Abdel, raccoglitore estivo di zucchine: "Spaccarmi la schiena per 4 euro all’ora"

Merlino, giovane senegalese pagato in nero: "Ma erano soldi sicuri"

Foto d’archivio di due contadini che colgono i frutti  della terra

Foto d’archivio di due contadini che colgono i frutti della terra

Merlino, 20 ottobre 2016 - "Ho paura, non fotografarmi, per favore, ma la storia te la racconto". Se pensate che le storie di sfruttamento per il lavoro di raccolta dei frutti nei campi sia solo del sud, ecco la prova che vi sbagliate di grosso. Ce lo racconta Abdel, nome di fantasia di questo ragazzo, poco meno che trentenne che arriva dal Senegal per sfuggire alla sua storia personale di miseria, che qui non ha trovato l'America, ma ha conservato la sua dignità perché, come ci riferisce, lui vuole lavorare e non chiedere la carità. "Guarda quel ragazzo – indica una persona straniera come lui che chiede soldi all'ingresso del panificio, pochi metri più in là. – Non lavora e si ferma sempre lì. In una giornata può prendere anche 30/35 euro. Io faccio fatica a guadagnarne 10 di euro vendendo la mia merce, che compro a Milano pagandola in anticipo e poi rivendo qui. Ma spero un giorno di trovare un lavoro dignitoso che mi permetta di star bene e di far star bene la mia famiglia". Abdel abita a Zelo Buon Persico e per due mesi non si è fatto vedere al suo posto di vendita a Crema. Pensavamo che fosse tornato a casa per le vacanze. Invece la realtà è un'altra, triste da una parte, ma per lui, per come è adesso, una realtà che gli ha permesso di raggranellare qualche soldo.

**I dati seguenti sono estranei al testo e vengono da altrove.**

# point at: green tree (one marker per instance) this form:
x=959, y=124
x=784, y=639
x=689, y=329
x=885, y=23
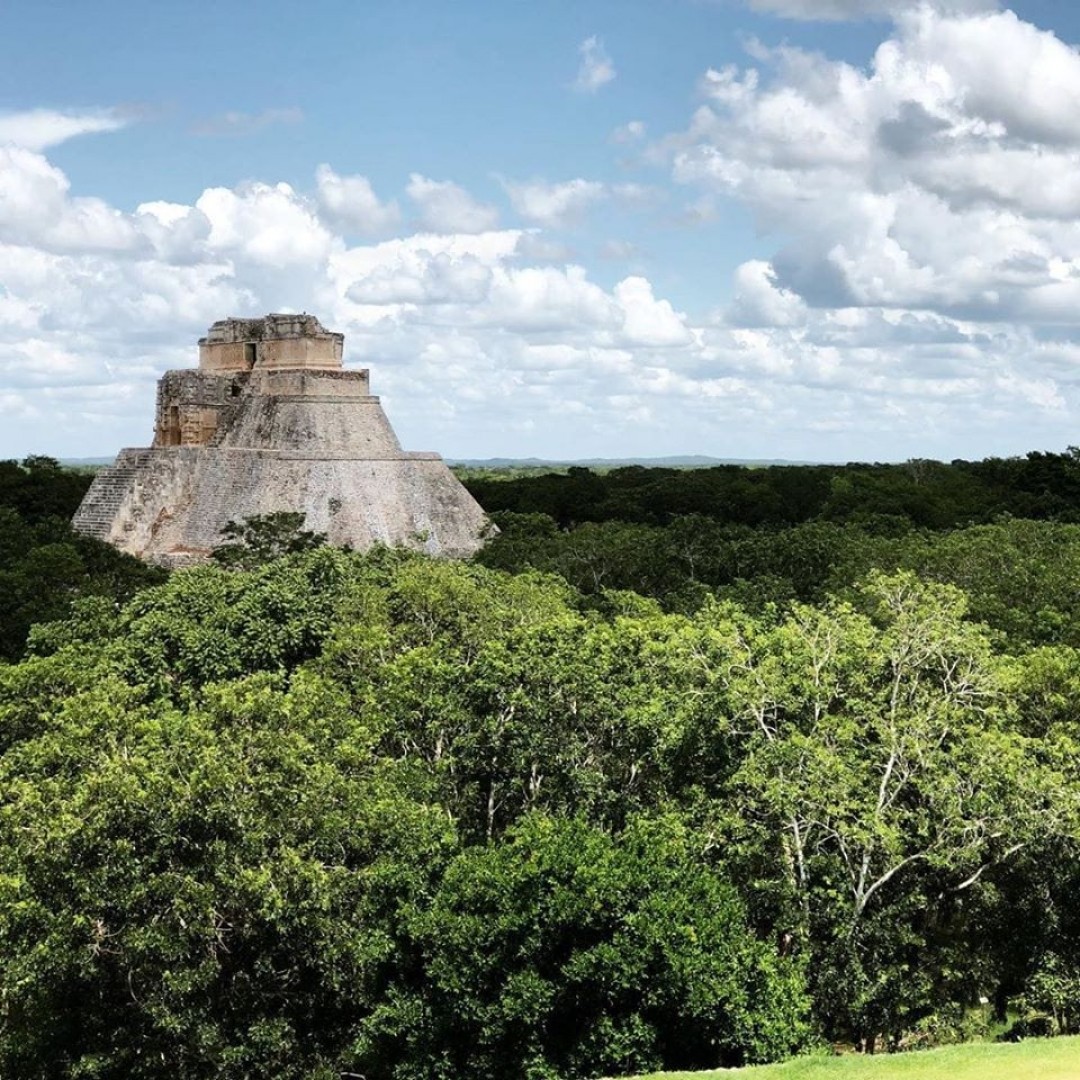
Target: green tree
x=265, y=537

Ci presentiamo con una brioche al cioccolato, che non mangia ma infila nella borsa. Forse sarà il suo pranzo. Poi racconta a mezza voce. "Sono sparito perché ho trovato un lavoro temporaneo. Mi hanno chiamato per andare a raccogliere le zucchine nei campi a Merlino". Chi ti ha chiamato? "Amici, gente come me. Quando serve qualcuno la voce si sparge e arriva anche a noi. Ci presentiamo e ci fanno lavorare". Cosa dovevi fare? "Raccogliere le zucchine e metterle nelle cassette. In ogni cassetta ce ne stavano venti chili e cinque cassette fanno cento chili. Molto pesanti". Ma quanto tempo lavoravi? "Sette, otto ore il giorno. Per due mesi di fila". E quanto ti pagavano? "Quattro euro l'ora. In nero. Alla fine della giornata facevano il calcolo del tuo lavoro e poi ti davano i soldi. Per me erano soldi importanti e sicuri. Non faceva niente se avevo la schiena rotta e se avevo solo voglia di andare a casa a riposare". Come andavi al lavoro? "Ho una bicicletta. Il campo non era distante, qualche chilometro".

Ma possibile che non abbiate mai avuto un controllo? "Non è mai venuto nessuno a vedere. Noi eravamo una decina, almeno io vedevo questi. Lavoravamo tutto il giorno e poi tornavamo a casa, per riprendere il giorno dopo". Ti hanno sempre pagato? "Sì, non hanno mai fatto storie: tante ore, tanti soldi". E poi è finita? "Sì, due mesi. Adesso mi riposo un po' vendendo cinture, ombrelli, collane. Qui la gente è buona è aiuta. Ma io vorrei un lavoro regolare, per avere un futuro e una famiglia". Non hai dovuto pagare qualcuno per ottenere il lavoro? "No, non è capitato. Solo amici come me che ti chiamano". Gli spieghiamo che in Italia è appena passata una legge contro il caporalato. Ma lui pensa solo a quel lavoro che gli spaccava la schiena, ma che gli dava quattro euro sicuri l'ora. Che adesso non guadagna più. Sono finite le zicchine.